Guidelines on the diagnosis and management of food allergy are available as follows:

Diagnosis

Diagnosis is based on clinical history, with the history of an immediate allergic reaction critical in the interpretation of skin-prick test (SPT) or serum specific IgE (ssIgE, also referred to as RAST or EAST).

The Allergy CN is currently finalising guidelines for Allergy Testing in New Zealand, but in the interim recommends the following:

Signs and symptoms of an IgE-mediated allergic reaction:

Cutaneous Urticaria
Angiodema
Flushing/erythema
Itch
Respiratory Watery rhinorrhoea
Sneezing
Tongue swelling*
Hoarseness/laryngeal oedema*
Cough*
Wheeze*
Stridor*
Gastrointestinal Tract Vomiting
Abdominal pain
Diarrhoea
Cardiovascular/general Pallor*
Dizziness*
Collapse*

*Features of anaphylaxis, defined as a severe allergic reaction with involvement of cardiovascular and/or respiratory systems.

Referral

Specialist paediatric referral and dietetic support is recommended for children with food allergy with:

Note: Links to individual DHB Clinical Pathways for allergies in children and young people will be published here as they become available.

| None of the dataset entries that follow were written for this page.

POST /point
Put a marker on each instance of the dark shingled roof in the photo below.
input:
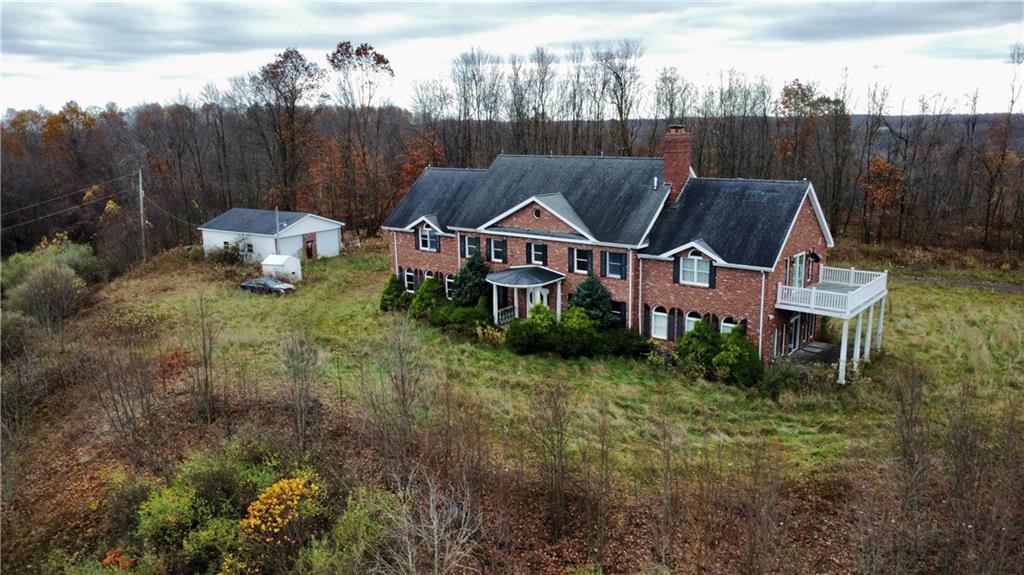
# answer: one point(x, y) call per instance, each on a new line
point(743, 221)
point(612, 196)
point(524, 276)
point(247, 220)
point(438, 191)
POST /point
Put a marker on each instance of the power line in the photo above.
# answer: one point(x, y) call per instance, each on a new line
point(77, 191)
point(27, 222)
point(157, 206)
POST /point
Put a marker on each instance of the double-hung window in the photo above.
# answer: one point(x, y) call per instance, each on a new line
point(694, 270)
point(615, 265)
point(659, 323)
point(499, 249)
point(428, 239)
point(581, 261)
point(539, 254)
point(472, 246)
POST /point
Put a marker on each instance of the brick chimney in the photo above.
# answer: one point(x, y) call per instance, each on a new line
point(678, 149)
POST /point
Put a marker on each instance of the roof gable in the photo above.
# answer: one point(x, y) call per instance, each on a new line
point(437, 192)
point(744, 222)
point(608, 200)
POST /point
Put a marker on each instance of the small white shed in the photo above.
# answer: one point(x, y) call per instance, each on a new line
point(287, 268)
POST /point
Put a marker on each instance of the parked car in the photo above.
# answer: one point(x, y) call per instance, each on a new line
point(266, 285)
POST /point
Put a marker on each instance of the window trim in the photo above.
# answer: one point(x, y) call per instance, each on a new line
point(505, 251)
point(695, 261)
point(534, 259)
point(653, 322)
point(622, 265)
point(730, 321)
point(576, 261)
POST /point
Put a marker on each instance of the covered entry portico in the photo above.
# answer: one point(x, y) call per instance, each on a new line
point(535, 283)
point(846, 295)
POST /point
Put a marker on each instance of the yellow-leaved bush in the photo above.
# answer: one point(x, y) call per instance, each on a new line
point(278, 524)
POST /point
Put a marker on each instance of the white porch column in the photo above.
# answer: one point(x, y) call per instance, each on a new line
point(494, 301)
point(842, 352)
point(882, 320)
point(867, 335)
point(558, 302)
point(856, 342)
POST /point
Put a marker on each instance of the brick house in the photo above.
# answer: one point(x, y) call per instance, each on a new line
point(671, 248)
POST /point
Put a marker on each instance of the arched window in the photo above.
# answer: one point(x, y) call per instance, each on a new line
point(728, 324)
point(691, 320)
point(659, 323)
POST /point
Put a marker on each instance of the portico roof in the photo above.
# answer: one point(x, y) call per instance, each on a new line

Management in Primary Care

Allergen avoidance, risk management (particularly in relation to the potential for anaphylaxis), dietetic support, and follow-up are the main features of the management of food allergy. Eventual referral for specialist supervised food challenge may be necessary. Patient education in all aspects is important. Patients should be provided with an Action Plan - Allergy or Anaphylaxis - signed by their doctor. These are available from the ASCIA website on:http://www.allergy.org.au/health-professionals/anaphylaxis-resources

The Paediatric Allergy Clinical Network has more information on the management of anaphylaxis.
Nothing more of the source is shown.